Blazejeski and Echanique have done their best to educate the people here. They started their organization to educate people when International Speedway Corp. purchased land on Staten Island with the intent of building a track.
But between unions and politicians and construction issues, that plan has been tabled and there are no plans to resurrect it -- outside of Blazejeski & Co.
"Really, the only reason we didn't get a track in Staten Island was ignorance on the part of elected officials," says Blazejeski, a Carl Edwards fan. "It's a special political climate we deal with where you are elevated to a level of infallibility -- which only is seen in Rome -- by virtuality of being elected.

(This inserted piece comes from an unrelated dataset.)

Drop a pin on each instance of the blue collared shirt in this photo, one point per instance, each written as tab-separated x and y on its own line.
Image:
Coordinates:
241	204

"Staten Island is important to NASCAR and ISC because it offers a venue not only for advertisers and vendors and promoters but also because it opens the opportunity for people here to learn about the sport. It's an untapped world of fans."

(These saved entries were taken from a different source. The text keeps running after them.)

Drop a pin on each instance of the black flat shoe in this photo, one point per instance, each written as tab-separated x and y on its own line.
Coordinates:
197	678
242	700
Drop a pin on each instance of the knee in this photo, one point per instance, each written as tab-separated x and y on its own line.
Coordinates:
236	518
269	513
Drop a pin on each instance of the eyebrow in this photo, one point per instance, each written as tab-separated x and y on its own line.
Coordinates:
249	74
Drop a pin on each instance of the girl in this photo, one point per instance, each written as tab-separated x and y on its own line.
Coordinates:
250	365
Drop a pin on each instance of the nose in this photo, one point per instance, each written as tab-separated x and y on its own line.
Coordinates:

He's got that right. Among the 400,000 residents of Staten Island -- which is only a fraction of the more than 8 million residents of New York City -- only 400 signed up to join NASCAR Hopefuls.
The only way people here see Johnson on Sundays is if they're paying attention to his Lowe's commercial during NFL games. Finding a bar with the race on a television is about as difficult as getting a taxi at 5 p.m. when it's raining.
"On a light day, you might see it," says Echanique, an Earnhardt fan wearing an AMP jacket.
Foley's, an Irish pub where Johnson graciously bought the media a round of beer at a Wednesday afternoon luncheon, is one of the few bars where you'll see NASCAR paraphernalia. It has groups that come here to watch the races.
Strangely, though, the most prominent NASCAR driver pictured among all the baseball and football stars is Michael Waltrip, a popular driver but not one that wins often.
"What can you do?" Echanique says with a sigh.
Says Blazejeski, "Inevitably, you'll find there are pockets of NASCAR fans and that's how we've survived until now."
Finding them isn't easy, though. Finding anybody who knows Johnson the day before the banquet isn't easy, either. Here are a few samples of how it went:
Joe Duno is taking a smoke break outside a major bank when asked whether he knows who the 33-year-old driver from El Cajon, Calif., is. "No."
Mohammad Elsyed is grilling shrimp at his gyros stand when asked the same question. "I have no idea who he is."
Shakit Ahmad, running a magazine stand, says, "Cricket is my game. After that, it's soccer and hockey. No NASCAR."
Willette Jenkins, a bank teller, is clueless. "Who is that?"
J.R. Martinez, an employee at Windsor Pharmacy, doesn't know who Johnson is. But when asked about Earnhardt, he perks up and says, "Of course I know him. His father was killed."
Susan Weiner, behind the counter of the pharmacy, overhears the conversation with Martinez and interrupts.
"C'mon," she says. "Jimmie Johnson is the NASCAR champ. I know that because my son follows him. I also know who Kevin Harvick is, too."
But she didn't know that Harvick was in town or that the banquet was taking place, probably because the front pages of the New York sports sections are filled with Burress stories.
"Maybe one of them will get sick and need something from the pharmacy," Weiner says.
Johnson did get a lot of attention at the New York Stock Exchange after ringing the opening bell Wednesday. Traders were stopping him for autographs and shouting, "Hey, Jimmie!" across the noisy floor.
Jason Weisberg of Seaport Securities knows more about Johnson than most because his 7-year-old son is a big fan.
"He runs around his playroom with a Lowe's car," he says. "It's amazing the brand recognition. You don't see the drivers, but he knows when he pops out of the car it's Jimmie Johnson."
But for the most part, Johnson and the sport still haven't caught on in New York. Most people, judging from the sample polling, are like Harrinarine the cab driver.
"I'm sorry," he says as he pulls up to his destination. "You are the first person I've ever discussed racing with."